PLEX PROGRAM REPORTプレックスプログラムレポート

テーマ:「思考の生成力~グラフィックデザインの役割と可能性について~」

中野デザイン事務所代表/アートディレクター

中野 豪雄 氏Takeo Nakano

PROFILE
大学在学中、身体性に深く関わる書物の構造に惹かれ、製本、印刷、タイポグラフィなど、書物形成における理論と実践を学び、卒業制作にて書物の歴史的変遷と分布の視覚化を研究する。現在、株式会社中野デザイン事務所代表。主な仕事に「世界を変えるデザイン展」「DOMA秋岡芳夫展」「more trees展」「コニカミノルタプラネタリウム天空のデザイン」等がある。日本タイポグラフィ年鑑グランプリ受賞。世界ポスタートリエンナーレトヤマ、ラハティ国際ポスタービエンナーレ、中国国際ポスタービエンナーレ、JAGDA年鑑、日本タイポグラフィ年鑑、TDC年鑑入選。東京デザインプレックス研究所プレックスプログラム登壇。

第1部:講義「思考の生成力」

講義1

今回は中野デザイン事務所代表の中野豪雄さんにお越しいただきました。中野さんは2回目の登場となります。アートディレクターとして展示会広告、ブックデザイン、空間デザインまで幅広くご活躍される中野さん。そのお仕事の軸はグラフィックデザインを基点とした「編集(情報を集めて編んでいくこと)」とのこと。デザイナーをやってきた15 年間に、“ グラフィックスの役割と可能性について” ご自身の考えがハッキリした仕事があったとおっしゃいます。今回はその2つのお仕事について詳しくお話を伺いました。

講義2

1つ目は「建築雑誌(2012-13年)」です。中野さんは東日本大震災の翌年から2年間、全24冊の表紙を、災害をテーマにしたインフォグラフィックスで作り上げました。講義では2012年2月号の表紙を取り上げ、3つの情報が1つに重なることで様々な情報の読み解き方が出来る事を説明していただきました。視点を変えるだけで、物事が違った表情を見せる。情報をただ受動するだけではなく、少し能動的に考えることで「当たり前の事など何も無いとわかる」とおっしゃいます。

講義3

2つ目は「世界を変えるデザイン展(2010年)」。世界の様々な“ 曖昧な” 社会問題をインフォグラフィックスで視覚化し、会場の入口12m に渡り展示されたそうです。講義では、展示品100点を分析し、8つのカテゴリー別インフォグラフィックスを作っていく過程を解説していただきました。また、展示会場で多くの方々が興味深く見ている様子を目の当たりにして、とても自信に繋がったとおっしゃいます。この作品で、情報の多い複雑なグラフィックでも、ちゃんと整理して見せられれば見る人はしっかり読み解いてくれると、ハッキリとわかったとのこと。

講義4

「分かりやすい事が本当に良いのか?」と疑問を持ち、見る側に考える余地を残す事を大事にしている中野さん。グラフィックを単なる伝達物としてではなく、見る側に能動的に思考させる「思考の生成力」につながる事を目標にしているとおっしゃいます。「インフォグラフィックスは目に見えない情報を可視化する事であり、様々な読み取りに開かれたグラフィックスである。また、情報を文脈化し、価値を持たせることで能動的な思考を生む事がグラフィックデザインの役割だと思う」と、教えていただきました。
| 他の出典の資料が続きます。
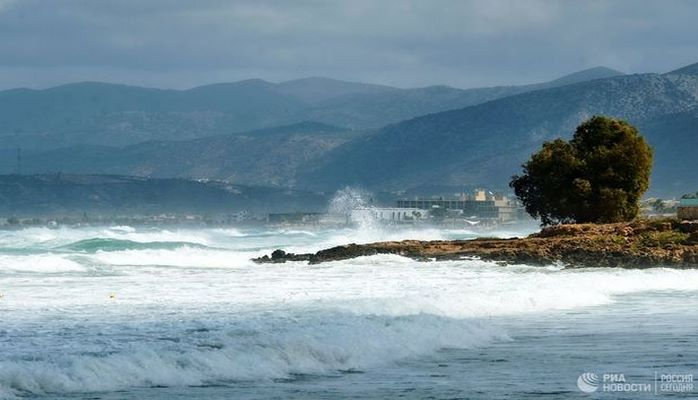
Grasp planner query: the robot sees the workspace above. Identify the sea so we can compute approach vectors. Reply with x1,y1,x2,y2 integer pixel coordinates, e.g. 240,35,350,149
0,226,698,399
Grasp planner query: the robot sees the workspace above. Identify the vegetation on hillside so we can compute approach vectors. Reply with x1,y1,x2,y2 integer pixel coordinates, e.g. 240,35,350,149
510,116,653,225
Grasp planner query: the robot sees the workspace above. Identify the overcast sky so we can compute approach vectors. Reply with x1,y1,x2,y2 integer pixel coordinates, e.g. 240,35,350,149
0,0,698,89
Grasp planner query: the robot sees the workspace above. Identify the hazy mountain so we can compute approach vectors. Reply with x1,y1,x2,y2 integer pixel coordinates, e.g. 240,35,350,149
303,69,698,197
667,63,698,75
6,122,362,186
0,70,615,150
0,174,328,217
0,63,698,194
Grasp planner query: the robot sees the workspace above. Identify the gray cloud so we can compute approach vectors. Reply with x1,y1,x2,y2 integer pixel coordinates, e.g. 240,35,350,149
0,0,698,88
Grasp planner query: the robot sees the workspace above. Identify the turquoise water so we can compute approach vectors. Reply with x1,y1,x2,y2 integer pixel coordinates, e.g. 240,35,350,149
0,226,698,399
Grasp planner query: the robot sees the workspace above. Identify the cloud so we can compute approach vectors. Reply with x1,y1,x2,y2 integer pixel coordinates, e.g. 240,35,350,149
0,0,698,88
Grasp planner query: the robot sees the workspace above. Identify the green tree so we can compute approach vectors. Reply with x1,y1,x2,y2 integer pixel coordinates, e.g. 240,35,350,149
510,116,652,225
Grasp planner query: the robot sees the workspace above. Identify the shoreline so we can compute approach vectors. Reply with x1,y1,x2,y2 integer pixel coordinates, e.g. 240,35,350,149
253,219,698,268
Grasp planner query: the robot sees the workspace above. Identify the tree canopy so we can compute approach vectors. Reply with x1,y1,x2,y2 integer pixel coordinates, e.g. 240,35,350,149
510,116,653,225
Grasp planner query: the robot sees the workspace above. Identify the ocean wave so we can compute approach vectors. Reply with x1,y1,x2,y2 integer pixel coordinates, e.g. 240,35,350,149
0,253,85,274
0,314,506,395
58,238,212,253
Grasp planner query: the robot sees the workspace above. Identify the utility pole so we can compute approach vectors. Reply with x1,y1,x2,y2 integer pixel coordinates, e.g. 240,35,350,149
17,147,22,175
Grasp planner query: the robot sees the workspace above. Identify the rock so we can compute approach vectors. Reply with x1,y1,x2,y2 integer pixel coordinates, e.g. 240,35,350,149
679,221,698,233
254,220,698,268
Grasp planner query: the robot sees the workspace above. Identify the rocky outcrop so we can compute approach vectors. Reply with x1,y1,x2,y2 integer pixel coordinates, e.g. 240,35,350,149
254,220,698,268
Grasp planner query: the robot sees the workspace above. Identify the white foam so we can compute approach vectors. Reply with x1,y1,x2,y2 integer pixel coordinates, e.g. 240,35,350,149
0,314,498,394
0,253,85,274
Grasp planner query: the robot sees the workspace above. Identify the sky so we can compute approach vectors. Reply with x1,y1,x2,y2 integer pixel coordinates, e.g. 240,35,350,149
0,0,698,89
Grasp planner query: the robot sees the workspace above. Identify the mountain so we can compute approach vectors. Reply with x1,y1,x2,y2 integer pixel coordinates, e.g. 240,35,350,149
308,67,623,129
667,63,698,75
0,68,624,150
5,122,363,186
301,74,698,198
0,174,328,217
5,62,698,195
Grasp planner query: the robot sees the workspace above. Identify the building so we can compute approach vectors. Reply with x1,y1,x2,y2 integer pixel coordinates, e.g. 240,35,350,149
348,207,429,224
676,199,698,220
397,189,524,222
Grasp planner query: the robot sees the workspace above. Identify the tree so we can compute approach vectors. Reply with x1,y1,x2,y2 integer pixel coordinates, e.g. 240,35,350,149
509,116,652,225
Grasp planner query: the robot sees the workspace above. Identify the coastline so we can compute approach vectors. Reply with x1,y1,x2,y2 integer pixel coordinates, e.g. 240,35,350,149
253,219,698,268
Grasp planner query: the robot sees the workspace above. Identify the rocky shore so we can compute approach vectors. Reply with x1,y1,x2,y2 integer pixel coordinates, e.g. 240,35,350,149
254,220,698,268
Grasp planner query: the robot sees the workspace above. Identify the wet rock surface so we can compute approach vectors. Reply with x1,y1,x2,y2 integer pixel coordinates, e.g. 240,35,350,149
254,220,698,268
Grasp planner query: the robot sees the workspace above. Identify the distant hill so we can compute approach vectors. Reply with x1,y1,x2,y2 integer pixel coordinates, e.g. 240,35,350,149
301,70,698,198
667,63,698,75
0,70,624,150
5,61,698,195
0,174,328,217
0,122,356,186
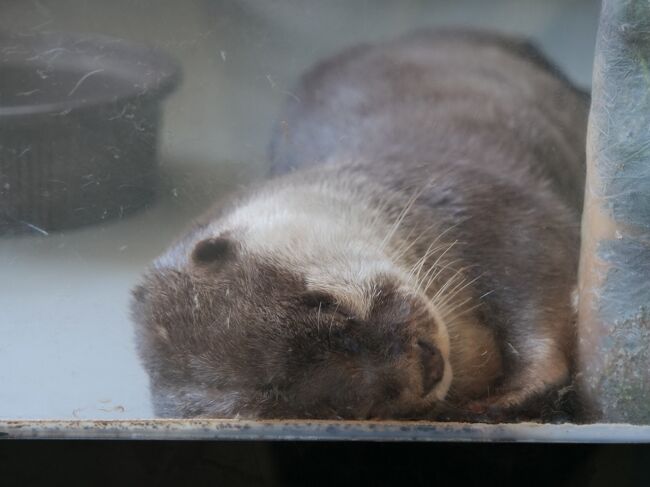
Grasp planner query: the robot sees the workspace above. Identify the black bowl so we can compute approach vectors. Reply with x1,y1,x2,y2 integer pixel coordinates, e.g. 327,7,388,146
0,34,180,234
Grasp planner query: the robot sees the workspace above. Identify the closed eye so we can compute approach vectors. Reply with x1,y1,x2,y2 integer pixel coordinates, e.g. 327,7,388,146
300,291,355,322
300,291,336,311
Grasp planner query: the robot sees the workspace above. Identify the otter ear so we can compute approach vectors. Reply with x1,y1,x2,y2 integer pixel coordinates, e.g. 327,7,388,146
192,237,235,266
131,284,148,303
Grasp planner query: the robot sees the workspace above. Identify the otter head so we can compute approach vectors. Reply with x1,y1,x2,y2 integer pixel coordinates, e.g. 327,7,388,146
133,229,452,419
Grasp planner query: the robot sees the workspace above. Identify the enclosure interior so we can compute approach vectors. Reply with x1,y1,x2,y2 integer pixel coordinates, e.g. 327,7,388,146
0,0,599,419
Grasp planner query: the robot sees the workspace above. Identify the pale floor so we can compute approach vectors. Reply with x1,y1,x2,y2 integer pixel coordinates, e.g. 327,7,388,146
0,0,599,419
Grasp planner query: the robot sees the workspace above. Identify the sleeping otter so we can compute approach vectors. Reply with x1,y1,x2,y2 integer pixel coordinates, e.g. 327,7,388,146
133,31,588,420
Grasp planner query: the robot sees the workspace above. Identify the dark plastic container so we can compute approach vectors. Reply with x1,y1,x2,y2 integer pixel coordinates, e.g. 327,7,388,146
0,34,180,234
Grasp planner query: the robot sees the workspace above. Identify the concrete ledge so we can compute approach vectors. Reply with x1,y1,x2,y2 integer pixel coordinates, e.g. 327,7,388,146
0,419,650,443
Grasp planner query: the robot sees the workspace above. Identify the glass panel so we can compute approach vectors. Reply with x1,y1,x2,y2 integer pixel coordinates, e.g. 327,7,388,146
0,0,599,430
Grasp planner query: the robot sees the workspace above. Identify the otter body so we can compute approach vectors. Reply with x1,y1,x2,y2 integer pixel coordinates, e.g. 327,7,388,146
133,31,588,420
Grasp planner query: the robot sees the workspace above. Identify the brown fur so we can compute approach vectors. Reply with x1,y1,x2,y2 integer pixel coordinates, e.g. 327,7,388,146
133,31,587,419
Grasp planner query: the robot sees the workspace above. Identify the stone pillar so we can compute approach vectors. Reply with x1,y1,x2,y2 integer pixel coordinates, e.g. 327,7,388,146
578,0,650,424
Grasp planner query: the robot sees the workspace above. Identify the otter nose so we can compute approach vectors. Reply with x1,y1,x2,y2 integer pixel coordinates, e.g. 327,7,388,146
418,340,445,396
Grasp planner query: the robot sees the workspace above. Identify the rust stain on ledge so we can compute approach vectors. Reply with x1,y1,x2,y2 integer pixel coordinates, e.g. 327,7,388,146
0,419,650,443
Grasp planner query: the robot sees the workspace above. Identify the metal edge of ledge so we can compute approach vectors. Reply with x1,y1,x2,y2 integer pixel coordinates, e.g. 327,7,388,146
0,419,650,443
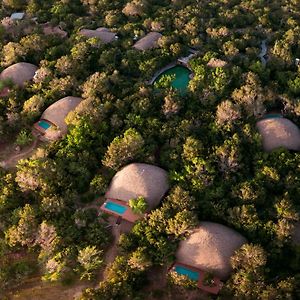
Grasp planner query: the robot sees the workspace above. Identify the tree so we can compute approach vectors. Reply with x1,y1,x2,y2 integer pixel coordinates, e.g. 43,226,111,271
128,196,148,214
77,246,103,280
216,100,241,126
102,128,144,171
5,204,38,247
128,247,152,271
232,72,265,116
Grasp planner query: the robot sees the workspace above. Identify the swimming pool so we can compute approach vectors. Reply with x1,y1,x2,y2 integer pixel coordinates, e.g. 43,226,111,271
38,120,51,130
175,266,199,280
154,66,191,92
263,114,283,119
104,201,127,215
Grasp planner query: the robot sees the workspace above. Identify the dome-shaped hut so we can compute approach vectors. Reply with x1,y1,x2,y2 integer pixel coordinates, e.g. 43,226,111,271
101,163,169,222
79,27,117,44
34,96,82,140
133,31,162,51
257,118,300,151
0,62,38,87
176,222,246,280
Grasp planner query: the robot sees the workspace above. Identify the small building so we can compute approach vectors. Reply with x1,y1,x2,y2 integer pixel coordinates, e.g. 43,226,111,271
41,22,68,38
10,12,25,21
170,222,247,294
79,27,118,44
101,163,169,223
0,62,38,87
256,115,300,152
133,31,162,51
207,58,227,69
34,96,82,140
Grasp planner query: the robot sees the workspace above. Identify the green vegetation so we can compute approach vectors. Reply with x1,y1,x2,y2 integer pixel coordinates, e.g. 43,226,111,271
0,0,300,300
128,196,148,214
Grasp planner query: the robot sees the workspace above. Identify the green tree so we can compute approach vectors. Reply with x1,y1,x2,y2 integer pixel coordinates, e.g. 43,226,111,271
77,246,103,280
128,196,148,214
102,128,144,171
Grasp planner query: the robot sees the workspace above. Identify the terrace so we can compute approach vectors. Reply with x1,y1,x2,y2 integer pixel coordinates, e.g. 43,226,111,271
168,262,223,295
100,198,144,223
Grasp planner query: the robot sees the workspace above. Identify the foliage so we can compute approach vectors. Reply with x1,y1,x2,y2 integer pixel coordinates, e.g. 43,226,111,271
128,196,148,214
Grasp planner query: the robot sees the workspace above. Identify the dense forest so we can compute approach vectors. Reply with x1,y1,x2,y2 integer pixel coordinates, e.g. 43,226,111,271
0,0,300,300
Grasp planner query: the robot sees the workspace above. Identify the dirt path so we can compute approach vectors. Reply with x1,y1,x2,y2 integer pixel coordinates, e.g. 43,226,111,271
0,139,38,169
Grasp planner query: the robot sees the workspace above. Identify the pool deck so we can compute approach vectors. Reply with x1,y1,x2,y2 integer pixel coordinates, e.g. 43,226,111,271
33,119,55,135
100,198,144,223
168,262,223,295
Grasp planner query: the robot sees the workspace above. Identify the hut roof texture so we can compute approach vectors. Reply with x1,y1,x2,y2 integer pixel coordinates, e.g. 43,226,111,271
207,58,227,68
79,27,116,44
42,23,68,38
106,163,169,209
133,31,162,50
257,118,300,151
0,62,38,87
176,222,246,280
41,96,82,134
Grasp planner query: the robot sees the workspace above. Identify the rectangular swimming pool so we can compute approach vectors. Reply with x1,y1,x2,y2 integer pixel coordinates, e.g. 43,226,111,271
38,120,51,130
104,201,127,215
175,266,199,280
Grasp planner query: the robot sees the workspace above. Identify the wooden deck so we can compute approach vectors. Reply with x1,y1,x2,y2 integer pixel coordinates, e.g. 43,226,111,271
100,198,144,223
169,262,223,295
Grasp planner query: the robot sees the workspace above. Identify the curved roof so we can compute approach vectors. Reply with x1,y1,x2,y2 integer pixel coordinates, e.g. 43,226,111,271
133,31,162,50
41,96,82,134
292,222,300,245
41,22,68,38
0,62,38,87
176,222,246,280
79,27,116,44
207,58,227,68
256,118,300,151
106,163,169,209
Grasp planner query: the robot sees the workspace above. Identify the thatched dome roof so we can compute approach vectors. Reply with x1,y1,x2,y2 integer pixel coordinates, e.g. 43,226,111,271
176,222,246,280
106,163,169,209
0,62,38,87
133,31,162,50
292,222,300,245
122,1,143,16
257,118,300,151
42,22,68,38
207,58,227,68
79,27,116,44
41,96,82,135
第2部:ワークショップ「デヴィット• ホックニーの作品を例にしたフォトコラージュ」

ワークショップ1

今回は「デヴィット・ホックニーのアートワーク」をモデルにしたフォトコラージュを行い、物事を多視点に捉える事に挑戦します。事前に、各自がテーマに沿った空間を30枚前後の写真に収め、それを一枚に貼り合わせるという課題を行いました。当日5 ~ 6人のグループに分け、それぞれ自分の作品を見せ合い、その解説と“ 読み解き方” を話し合いました。選んだテーマや写真の貼付け方、一枚一枚の内容までそれぞれの個性が宿ります。制作の意図とは少し異なった結果や、偶然撮れた写真が面白い効果を生んだりと、30分の見せ合い時間はあっという間に過ぎてしまいました。

ワークショップ2

その後、分かれたグループ内から1人ずつ発表し、中野さんから講評をいただきました。“内側” というテーマから、ペンギンの水槽を上部から撮影した作品に対しては、「水中から写真を撮ったり、水面から写真を撮ってみても面白いかも」と、内と外の関係性を表現するアイデアを次々といただきました。また、同一人物が、何枚かの写真に写っているのを見て、時間の経過が視覚化されている事も面白いとおっしゃいます。

ワークショップ3

光をテーマに公園を撮影した作品では、1日の太陽の光の加減で、植物の見え方が変わっていく様子がはっきりと写し出されており、たった数時間でも表情を変える景色が印象的でした。「これを春夏秋冬で、同じ時間に、同じ目線で撮ってみると、もっと表情が変わって面白いと思うよ」と中野さん。以前、小学校のパンフレットを制作する時に、同じ校庭で遊ぶ小学生を撮影しても、春と冬では子供の表情がまったく変わって見えたとの実体験を語って下さいました。中野さんに講評していただくことで、作品に色や厚みが足されてくるのがとても興味深いです。

総評

最後に「誰もが良しとする事だけを学ぶのではなく、自分が良いと思うもの、自分にしか出来ない事、自分だけの特殊解を持ち、それを徹底的に突き詰める事がデザイナーに必要だと思う」とおっしゃる中野さん。「一般解をそのまま信じるのが一番つまらない。勿論セオリーは大事だけど、そこに自分らしさを上乗せする事がデザイナーとして生きていく上でとても重要だと思う。僕のレクチャーやワークショップを受けて、悶々とすると思います。みなさん、是非悶々として下さい!」と締めくくりをいただきました。